Data matters more than you think
Everyone says this, but it's really true. We spent way more time on data processing than on model architecture. Some things that helped:
- Deduplication — removing near-duplicates at multiple levels (file, function, line)
- Quality filtering — surprisingly hard to define "quality" for code
- FIM (Fill-in-the-Middle) — essential for code completion, but the format matters
Architecture trade-offs
When you're optimizing for serving latency and memory, you have to make choices:
# Simplified view of the trade-offs
{
"GQA": "fewer KV heads = smaller cache",
"MLA": "even smaller cache, but more complex",
"Sliding window": "bounded memory, but limited context",
}
There's no free lunch. Everything is a trade-off between quality, speed, and memory.
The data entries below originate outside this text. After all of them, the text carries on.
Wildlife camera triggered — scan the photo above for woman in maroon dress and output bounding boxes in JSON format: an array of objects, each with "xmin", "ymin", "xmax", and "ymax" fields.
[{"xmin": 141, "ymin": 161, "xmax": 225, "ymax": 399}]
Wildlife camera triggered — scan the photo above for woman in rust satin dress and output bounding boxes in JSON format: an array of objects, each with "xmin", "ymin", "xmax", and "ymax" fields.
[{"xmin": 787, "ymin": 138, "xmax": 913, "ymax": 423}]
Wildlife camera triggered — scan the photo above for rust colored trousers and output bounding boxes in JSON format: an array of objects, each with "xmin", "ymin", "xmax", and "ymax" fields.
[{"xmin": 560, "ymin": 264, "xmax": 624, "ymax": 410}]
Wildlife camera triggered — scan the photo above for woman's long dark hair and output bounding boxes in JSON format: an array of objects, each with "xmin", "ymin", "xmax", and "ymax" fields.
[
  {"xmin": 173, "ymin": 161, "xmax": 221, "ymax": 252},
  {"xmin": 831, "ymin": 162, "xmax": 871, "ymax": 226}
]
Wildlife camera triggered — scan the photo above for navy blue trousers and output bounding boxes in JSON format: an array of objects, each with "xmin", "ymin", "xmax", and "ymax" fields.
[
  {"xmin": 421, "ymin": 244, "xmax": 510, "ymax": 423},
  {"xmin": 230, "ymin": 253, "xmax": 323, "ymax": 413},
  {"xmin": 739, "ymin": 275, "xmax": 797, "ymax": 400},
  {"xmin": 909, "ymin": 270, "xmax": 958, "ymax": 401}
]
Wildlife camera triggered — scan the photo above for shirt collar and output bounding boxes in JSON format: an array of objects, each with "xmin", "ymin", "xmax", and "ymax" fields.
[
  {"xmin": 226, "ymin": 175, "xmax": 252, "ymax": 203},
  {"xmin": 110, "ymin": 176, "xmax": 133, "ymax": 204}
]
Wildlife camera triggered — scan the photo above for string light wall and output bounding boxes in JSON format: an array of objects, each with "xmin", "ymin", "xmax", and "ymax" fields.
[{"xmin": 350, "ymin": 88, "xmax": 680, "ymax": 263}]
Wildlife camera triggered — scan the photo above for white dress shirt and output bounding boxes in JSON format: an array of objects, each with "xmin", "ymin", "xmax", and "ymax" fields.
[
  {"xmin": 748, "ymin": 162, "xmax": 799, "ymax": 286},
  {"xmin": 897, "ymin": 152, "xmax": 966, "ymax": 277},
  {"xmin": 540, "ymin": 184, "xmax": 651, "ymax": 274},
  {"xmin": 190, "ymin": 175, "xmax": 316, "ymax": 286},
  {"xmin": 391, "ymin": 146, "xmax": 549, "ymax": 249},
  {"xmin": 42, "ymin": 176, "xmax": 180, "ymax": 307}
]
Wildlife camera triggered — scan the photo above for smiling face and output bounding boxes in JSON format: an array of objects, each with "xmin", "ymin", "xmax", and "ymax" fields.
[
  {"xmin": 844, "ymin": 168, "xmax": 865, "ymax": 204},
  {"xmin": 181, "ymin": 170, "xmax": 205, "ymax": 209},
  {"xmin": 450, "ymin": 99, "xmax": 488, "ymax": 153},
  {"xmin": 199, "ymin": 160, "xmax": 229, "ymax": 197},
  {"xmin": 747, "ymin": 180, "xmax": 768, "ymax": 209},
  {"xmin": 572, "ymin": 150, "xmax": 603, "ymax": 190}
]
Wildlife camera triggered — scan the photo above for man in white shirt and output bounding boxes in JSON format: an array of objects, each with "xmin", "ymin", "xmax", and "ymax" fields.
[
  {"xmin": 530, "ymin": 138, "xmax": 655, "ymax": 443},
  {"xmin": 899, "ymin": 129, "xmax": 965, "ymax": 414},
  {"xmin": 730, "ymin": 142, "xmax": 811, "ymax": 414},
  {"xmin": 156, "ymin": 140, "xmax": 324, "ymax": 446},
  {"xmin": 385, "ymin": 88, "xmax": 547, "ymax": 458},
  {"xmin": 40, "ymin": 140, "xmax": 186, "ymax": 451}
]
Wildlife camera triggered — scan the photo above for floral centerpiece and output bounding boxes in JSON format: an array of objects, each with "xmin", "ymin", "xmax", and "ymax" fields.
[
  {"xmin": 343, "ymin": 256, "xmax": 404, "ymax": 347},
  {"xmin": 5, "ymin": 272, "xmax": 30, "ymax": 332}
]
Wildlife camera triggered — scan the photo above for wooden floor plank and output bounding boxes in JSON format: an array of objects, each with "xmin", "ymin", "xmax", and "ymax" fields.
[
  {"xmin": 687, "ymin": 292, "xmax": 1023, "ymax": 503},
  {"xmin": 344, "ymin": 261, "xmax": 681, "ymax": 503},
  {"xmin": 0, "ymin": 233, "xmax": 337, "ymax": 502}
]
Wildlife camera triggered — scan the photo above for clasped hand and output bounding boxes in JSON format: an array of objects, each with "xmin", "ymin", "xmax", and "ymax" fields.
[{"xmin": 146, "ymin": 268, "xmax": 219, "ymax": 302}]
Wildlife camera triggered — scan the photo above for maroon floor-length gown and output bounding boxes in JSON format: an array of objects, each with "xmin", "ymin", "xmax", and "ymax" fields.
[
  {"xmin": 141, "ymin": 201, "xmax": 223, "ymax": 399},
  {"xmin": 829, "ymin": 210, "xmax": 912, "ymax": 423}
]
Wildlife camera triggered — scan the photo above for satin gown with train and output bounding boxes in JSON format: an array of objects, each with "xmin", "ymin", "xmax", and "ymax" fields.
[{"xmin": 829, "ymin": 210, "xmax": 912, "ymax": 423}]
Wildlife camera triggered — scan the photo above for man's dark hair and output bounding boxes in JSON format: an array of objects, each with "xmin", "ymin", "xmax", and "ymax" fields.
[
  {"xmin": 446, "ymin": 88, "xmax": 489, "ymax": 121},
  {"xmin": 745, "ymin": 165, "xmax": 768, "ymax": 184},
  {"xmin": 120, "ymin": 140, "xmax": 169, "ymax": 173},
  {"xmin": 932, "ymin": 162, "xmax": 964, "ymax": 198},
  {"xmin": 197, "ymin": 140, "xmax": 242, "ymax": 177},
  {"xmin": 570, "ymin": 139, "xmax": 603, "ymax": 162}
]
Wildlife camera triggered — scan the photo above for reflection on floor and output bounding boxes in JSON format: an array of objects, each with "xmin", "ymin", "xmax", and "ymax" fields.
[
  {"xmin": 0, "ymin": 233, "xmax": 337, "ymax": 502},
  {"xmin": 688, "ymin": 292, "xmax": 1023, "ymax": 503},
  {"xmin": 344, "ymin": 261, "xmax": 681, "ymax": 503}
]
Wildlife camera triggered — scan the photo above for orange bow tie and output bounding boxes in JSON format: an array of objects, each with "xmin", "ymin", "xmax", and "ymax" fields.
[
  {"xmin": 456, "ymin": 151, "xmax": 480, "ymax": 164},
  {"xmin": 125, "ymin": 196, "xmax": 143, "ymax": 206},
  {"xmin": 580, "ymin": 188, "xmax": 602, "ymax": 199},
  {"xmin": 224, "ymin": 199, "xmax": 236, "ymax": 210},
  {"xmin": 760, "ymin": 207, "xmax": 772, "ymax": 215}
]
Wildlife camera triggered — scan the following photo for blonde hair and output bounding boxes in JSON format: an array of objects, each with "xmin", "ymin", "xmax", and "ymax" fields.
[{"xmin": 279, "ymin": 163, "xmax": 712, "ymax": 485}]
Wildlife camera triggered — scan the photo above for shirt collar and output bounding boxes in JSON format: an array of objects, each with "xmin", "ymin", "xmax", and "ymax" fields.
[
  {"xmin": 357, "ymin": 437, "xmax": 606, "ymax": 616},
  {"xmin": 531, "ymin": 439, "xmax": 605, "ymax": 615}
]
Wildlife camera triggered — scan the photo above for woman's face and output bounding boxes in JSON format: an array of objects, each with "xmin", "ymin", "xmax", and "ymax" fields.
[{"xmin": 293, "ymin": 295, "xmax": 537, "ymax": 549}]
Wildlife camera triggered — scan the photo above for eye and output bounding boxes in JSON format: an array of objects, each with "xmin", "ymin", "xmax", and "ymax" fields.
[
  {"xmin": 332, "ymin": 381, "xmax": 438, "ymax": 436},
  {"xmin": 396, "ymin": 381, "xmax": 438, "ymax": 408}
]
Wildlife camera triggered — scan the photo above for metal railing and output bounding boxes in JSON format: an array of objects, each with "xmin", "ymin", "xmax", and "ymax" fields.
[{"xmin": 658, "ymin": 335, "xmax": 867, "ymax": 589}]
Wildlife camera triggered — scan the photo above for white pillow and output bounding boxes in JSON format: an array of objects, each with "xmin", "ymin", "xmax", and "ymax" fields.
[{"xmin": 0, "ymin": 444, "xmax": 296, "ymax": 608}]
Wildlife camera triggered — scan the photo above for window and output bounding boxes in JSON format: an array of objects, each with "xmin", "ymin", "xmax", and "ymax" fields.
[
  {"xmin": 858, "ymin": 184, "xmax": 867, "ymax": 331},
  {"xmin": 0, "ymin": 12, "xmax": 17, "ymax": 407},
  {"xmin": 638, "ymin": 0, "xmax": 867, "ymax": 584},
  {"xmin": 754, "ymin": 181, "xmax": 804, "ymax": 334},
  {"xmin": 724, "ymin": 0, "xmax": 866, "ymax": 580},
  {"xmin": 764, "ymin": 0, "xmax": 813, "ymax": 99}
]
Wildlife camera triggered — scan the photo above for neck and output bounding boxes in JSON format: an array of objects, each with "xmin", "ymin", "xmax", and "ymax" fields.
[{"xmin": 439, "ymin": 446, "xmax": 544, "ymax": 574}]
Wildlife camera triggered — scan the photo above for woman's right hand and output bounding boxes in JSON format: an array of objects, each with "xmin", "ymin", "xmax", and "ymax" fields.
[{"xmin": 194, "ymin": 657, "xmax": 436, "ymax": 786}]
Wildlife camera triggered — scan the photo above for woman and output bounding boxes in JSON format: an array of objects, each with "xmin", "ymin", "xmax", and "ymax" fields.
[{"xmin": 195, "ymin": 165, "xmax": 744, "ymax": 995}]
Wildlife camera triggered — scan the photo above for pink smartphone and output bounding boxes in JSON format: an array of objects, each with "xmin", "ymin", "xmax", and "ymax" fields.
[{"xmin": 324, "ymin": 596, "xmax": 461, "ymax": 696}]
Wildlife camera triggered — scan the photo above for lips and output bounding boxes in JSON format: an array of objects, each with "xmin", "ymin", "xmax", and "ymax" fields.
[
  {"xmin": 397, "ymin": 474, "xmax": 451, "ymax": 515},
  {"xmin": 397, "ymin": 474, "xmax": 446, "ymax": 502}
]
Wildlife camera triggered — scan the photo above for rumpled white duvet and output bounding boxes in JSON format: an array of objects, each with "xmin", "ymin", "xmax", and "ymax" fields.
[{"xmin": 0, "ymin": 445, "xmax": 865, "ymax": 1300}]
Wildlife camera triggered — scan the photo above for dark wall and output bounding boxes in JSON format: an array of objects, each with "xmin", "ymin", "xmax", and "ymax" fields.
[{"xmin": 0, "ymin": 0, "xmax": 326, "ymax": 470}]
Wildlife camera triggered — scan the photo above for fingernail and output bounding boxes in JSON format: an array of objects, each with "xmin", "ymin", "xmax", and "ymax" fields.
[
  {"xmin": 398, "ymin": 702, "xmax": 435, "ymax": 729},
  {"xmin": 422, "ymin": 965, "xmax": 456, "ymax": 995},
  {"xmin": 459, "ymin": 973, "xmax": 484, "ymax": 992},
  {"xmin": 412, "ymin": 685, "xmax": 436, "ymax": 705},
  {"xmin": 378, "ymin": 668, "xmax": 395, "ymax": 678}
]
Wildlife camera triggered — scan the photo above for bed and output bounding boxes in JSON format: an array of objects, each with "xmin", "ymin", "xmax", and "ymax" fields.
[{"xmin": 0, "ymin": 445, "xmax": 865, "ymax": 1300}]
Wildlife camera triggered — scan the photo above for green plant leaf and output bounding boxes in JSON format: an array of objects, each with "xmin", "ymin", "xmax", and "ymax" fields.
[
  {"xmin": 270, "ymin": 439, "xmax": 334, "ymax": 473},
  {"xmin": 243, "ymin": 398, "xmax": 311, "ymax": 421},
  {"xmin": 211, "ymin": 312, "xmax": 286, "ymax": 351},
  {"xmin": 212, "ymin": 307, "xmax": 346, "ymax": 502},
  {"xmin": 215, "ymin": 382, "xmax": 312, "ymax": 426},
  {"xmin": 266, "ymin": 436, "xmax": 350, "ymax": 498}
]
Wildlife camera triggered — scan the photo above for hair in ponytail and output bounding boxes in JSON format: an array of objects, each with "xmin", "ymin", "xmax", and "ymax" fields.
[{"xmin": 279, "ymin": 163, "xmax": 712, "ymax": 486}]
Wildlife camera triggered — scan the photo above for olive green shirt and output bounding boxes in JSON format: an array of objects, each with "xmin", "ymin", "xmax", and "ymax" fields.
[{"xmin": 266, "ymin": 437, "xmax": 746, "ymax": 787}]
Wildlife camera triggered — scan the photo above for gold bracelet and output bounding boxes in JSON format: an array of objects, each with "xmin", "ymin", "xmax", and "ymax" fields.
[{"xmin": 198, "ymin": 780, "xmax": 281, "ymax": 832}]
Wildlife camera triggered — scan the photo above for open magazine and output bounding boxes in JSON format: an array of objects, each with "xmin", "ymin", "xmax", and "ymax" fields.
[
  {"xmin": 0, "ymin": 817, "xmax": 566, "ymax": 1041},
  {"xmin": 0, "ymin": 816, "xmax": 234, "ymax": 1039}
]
Things that break at scale
Distributed training on 512 GPUs is a different beast from training on 8:
- Network failures become common
- Gradient synchronization bugs are subtle
- Checkpointing takes forever and can fail
- Monitoring becomes critical
One more thing
If you're training models, invest in your evaluation suite early. It's the only way to know if you're making progress or just moving sideways.
More detailed posts on specific topics coming soon.